A happy new year to you all!
I will first discuss our work over the past three months. Then, I will describe our goal for the next three months.
Q4 in Review
Ambuda has had a productive but curious quarter.
This quarter, we created Vidyut, a sophisticated Sanskrit processing toolkit. Vidyut is almost ready for use on Ambuda, and we look forward to showing you the results of our work soon. As a preview, here is a demo of our Paninian word generator — special thanks to Shreevatsa R. for preparing this code for use in a web browser.
In addition, Kishore has made great progress on simplifying our onboarding and development setup, which will greatly improve our ability to onboard new engineers. Special thanks to Ashwin for his assistance here as well.

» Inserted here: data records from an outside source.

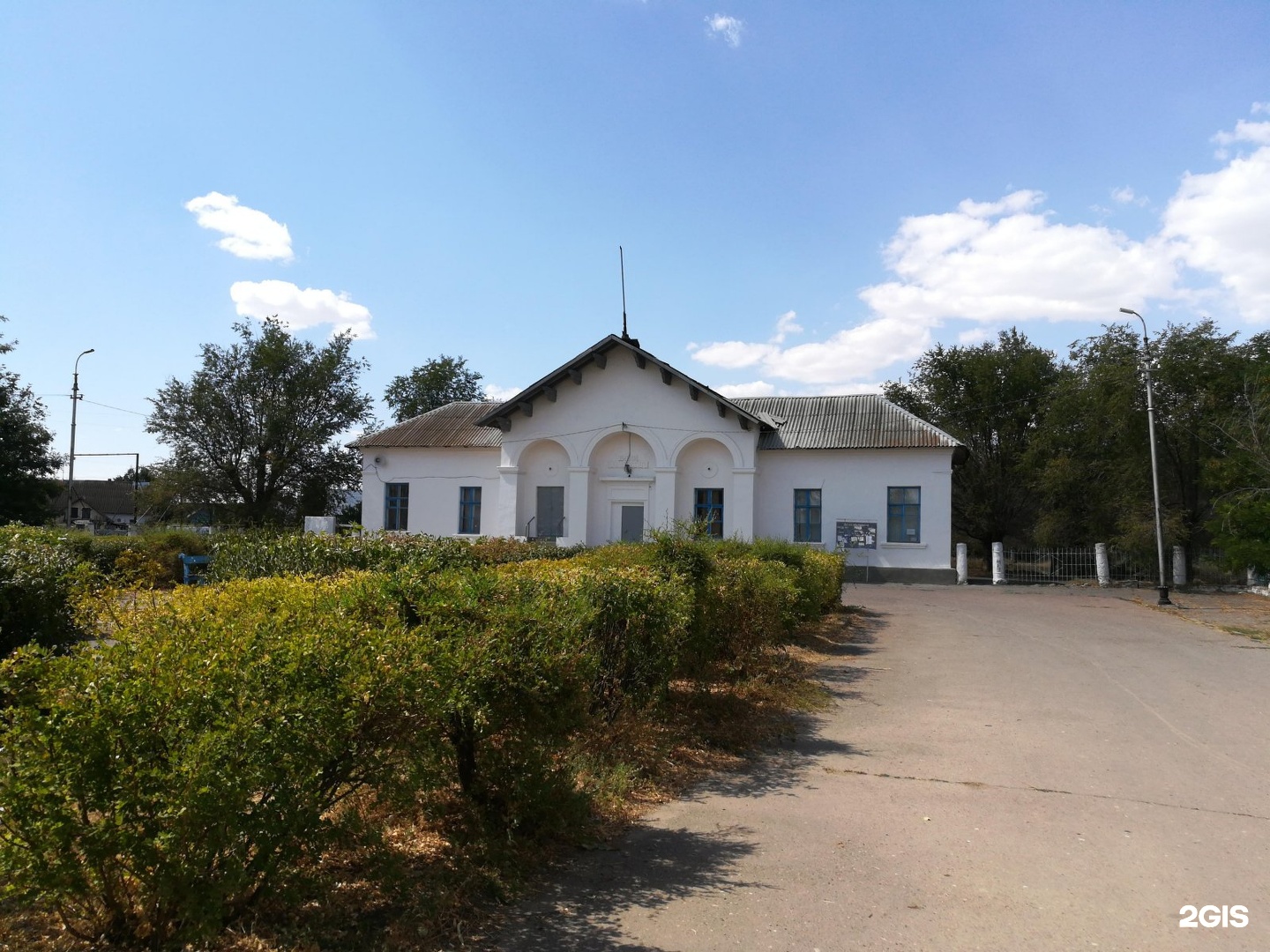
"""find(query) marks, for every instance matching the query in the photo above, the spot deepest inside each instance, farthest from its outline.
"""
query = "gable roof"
(597, 355)
(856, 421)
(106, 496)
(451, 426)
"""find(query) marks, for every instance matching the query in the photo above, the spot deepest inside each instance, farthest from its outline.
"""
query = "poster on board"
(856, 534)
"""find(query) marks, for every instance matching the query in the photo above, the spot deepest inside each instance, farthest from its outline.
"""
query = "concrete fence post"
(1102, 564)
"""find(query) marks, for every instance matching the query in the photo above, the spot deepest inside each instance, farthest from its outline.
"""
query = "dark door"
(550, 516)
(632, 524)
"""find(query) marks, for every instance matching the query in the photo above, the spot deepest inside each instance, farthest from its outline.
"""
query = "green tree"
(439, 381)
(1241, 476)
(26, 458)
(1093, 457)
(254, 432)
(993, 398)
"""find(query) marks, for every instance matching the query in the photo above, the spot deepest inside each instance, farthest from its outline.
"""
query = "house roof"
(856, 421)
(597, 355)
(451, 426)
(106, 496)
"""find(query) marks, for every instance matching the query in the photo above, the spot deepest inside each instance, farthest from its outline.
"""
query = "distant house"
(615, 442)
(103, 504)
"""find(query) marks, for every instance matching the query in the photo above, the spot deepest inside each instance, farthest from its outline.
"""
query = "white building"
(615, 442)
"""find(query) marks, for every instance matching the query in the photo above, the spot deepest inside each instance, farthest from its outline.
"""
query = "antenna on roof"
(621, 262)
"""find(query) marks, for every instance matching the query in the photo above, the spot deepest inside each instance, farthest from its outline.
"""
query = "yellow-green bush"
(153, 786)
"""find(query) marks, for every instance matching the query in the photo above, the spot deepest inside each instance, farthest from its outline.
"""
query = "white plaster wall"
(663, 415)
(852, 485)
(435, 476)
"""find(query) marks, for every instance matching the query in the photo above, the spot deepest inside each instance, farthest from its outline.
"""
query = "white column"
(998, 564)
(739, 512)
(504, 519)
(1102, 564)
(661, 514)
(576, 507)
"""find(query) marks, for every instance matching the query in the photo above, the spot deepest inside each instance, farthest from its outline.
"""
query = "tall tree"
(1094, 455)
(254, 430)
(26, 460)
(1241, 476)
(439, 381)
(992, 398)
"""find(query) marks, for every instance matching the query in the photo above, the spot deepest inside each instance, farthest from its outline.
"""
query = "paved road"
(1006, 770)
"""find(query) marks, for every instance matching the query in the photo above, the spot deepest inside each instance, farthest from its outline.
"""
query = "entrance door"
(632, 524)
(549, 522)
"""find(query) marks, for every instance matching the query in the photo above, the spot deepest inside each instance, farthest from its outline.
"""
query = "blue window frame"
(903, 513)
(397, 507)
(807, 516)
(709, 510)
(469, 510)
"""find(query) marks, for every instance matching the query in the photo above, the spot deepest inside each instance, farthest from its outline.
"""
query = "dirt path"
(1006, 770)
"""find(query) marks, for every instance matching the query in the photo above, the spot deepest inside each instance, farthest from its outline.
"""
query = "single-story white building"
(616, 442)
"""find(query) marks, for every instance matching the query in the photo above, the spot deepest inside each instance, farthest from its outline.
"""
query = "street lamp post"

Next, our proofing work continues to go well. Suhas has conducted multiple trials of paid proofing to see how that might accelerate our work. Our initial trials have been very promising, and we look forward to continuing that work in the new year.
Finally, we have clearer strategies in place for creating a legal framework for our project and pursuing official non-profit status. This process takes time, and I will share updates when the time is right. Thanks especially to Ashwin for his recommendations here.
At the same time, however, most of the work above was not on our Q3 roadmap. I did not expect to be writing Vidyut, and creating its components took more time than I had thought. So although we have made substantial progress, there’s a feeling of having missed the mark.
I’ve also learned from conversations with our community that it’s not always obvious what Ambuda’s top priorities are or how to track progress on our overall project.
I think I can do a better job of crisply stating our goals and making our priorities clear. To start, I would like to describe the core of Ambuda, which will always be our project’s top priority.
I think of Ambuda as a pipeline. This pipeline has three critical stages, where each stage flows into the next. These three stages are:
Transcribing. We find scanned Sanskrit books and convert them to high-quality text files. We do so with the help of OCR tools, manual proofing, and applications like our proofing tool.
Structuring. Once we have a text file, we convert it into a structured format by defining headers, sections, footnotes, variant readings, and so on. So far, we have done so manually, which is tedious and error-prone.
Analyzing. Once a plain text file has been structured, we must analyze it by undoing sandhi and analyzing words. So far, we have reused data from other projects. In the future, we can use Vidyut for this task.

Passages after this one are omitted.